In Gaza, when the first drops of rain begin to fall, people do not rejoice at the coming of winter — they brace themselves for another round of suffering. Streets overflow with displaced families; children sleep on cold stones, and mothers wrap their little ones in thin pieces of cloth that neither ward off the cold nor block the wind. The city that burned under the fire of genocide now faces a cold no less cruel, and hunger that besieges it from every direction.
In the Deir al-Balah camp, Abu Ahmad sits beside a small fire he lit with pieces of broken window frames, watching the smoke rise like a plea suspended in the air. In a weary voice, he says, “For weeks we’ve been sleeping in the street. They promised us tents and blankets, but nothing arrived. No one hears us.” Beside him, his wife, Um Ahmad, clutches her sick child to her trembling chest: “Every night I fear for him from the cold. His fever rises… and there’s no medicine.”
Abu Ahmad’s story is only one chapter in a long tragedy written on the faces of Gazans every day. According to UNRWA, only 1,000 aid trucks have entered the Strip out of 6,600 that were supposed to arrive since the ceasefire was signed. Thousands more remain stranded at closed crossings, while inside Gaza, hundreds of thousands of hungry people stand in endless lines for bread and water.
In Khan Younis, men and women queue from dawn in front of a small truck distributing the few loaves available. One displaced man whispers, “We wait for hours just for a bag of bread. The children cry from hunger, and we silence them with promises… only promises.”
But promises do not feed the hungry, and the aid spoken of in conferences never reaches the tents. UNRWA spokesperson Adnan Abu Hasna said, “Shelter materials and winter supplies are stored in our warehouses in Jordan and Egypt, but they’re not allowed to enter,” as the usurping entity continues to keep the Zikim and Erez crossings closed — turning siege into law, and hunger into collective punishment.
In Al-Zawaida, dozens of displaced families shelter near a destroyed school, clinging to its cracked walls for cover from the rain. Abu Al-Abed, a former teacher who lost his home, sums up the scene in a few words: “We don’t ask for luxury… only a safe place, and medicine for the children.” Nearby, young Adam stands barefoot among the rubble, shyly asking his mother, “Mama, when will we go home?” She lowers her head in silence, as if afraid he might read what lies in her eyes.

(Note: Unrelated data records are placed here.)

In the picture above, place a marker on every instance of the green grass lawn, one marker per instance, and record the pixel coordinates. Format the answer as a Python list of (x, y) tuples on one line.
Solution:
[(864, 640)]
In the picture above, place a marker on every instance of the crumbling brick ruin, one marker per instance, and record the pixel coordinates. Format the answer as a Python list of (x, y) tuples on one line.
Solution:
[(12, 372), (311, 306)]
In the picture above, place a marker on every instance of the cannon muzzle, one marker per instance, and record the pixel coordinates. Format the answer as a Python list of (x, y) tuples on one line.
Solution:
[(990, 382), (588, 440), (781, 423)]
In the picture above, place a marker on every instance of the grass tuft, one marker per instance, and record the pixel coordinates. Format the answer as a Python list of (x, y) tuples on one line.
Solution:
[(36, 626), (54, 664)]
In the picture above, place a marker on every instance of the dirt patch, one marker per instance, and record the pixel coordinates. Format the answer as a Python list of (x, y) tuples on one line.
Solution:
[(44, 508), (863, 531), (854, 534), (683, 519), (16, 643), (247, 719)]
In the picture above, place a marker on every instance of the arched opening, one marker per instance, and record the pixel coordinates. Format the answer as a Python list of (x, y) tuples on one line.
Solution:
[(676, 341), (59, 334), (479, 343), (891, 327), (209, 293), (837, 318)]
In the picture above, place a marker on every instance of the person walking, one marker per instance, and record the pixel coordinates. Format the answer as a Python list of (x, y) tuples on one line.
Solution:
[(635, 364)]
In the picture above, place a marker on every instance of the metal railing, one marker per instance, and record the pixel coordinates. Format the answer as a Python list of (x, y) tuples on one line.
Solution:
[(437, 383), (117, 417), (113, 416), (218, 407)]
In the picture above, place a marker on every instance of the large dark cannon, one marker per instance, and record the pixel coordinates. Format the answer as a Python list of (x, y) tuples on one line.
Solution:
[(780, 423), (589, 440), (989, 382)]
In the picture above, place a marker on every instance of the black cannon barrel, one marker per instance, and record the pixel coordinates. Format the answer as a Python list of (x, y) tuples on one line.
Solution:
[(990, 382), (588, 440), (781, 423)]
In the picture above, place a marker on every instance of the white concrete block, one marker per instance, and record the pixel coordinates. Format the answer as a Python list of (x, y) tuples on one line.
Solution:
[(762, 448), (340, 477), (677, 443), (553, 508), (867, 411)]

According to the Palestinian Center for Human Rights, 96% of Gaza’s population suffers from food insecurity, while tens of thousands live in tattered tents or damaged schools without water, medicine, or warmth. So far, the usurping entity has allowed in barely a thousand trucks — a fraction of what is needed to keep people alive.
In Gaza, winter is no longer a season of blessing, but another chapter of pain. Tattered tents defy the wind, bodies tremble through nights without warmth, and hearts wait for a miracle that never comes.
Yet, with every raindrop that falls upon the ruins, Gazans whisper the same words that hold their entire story: We are not asking for the impossible… only for survival.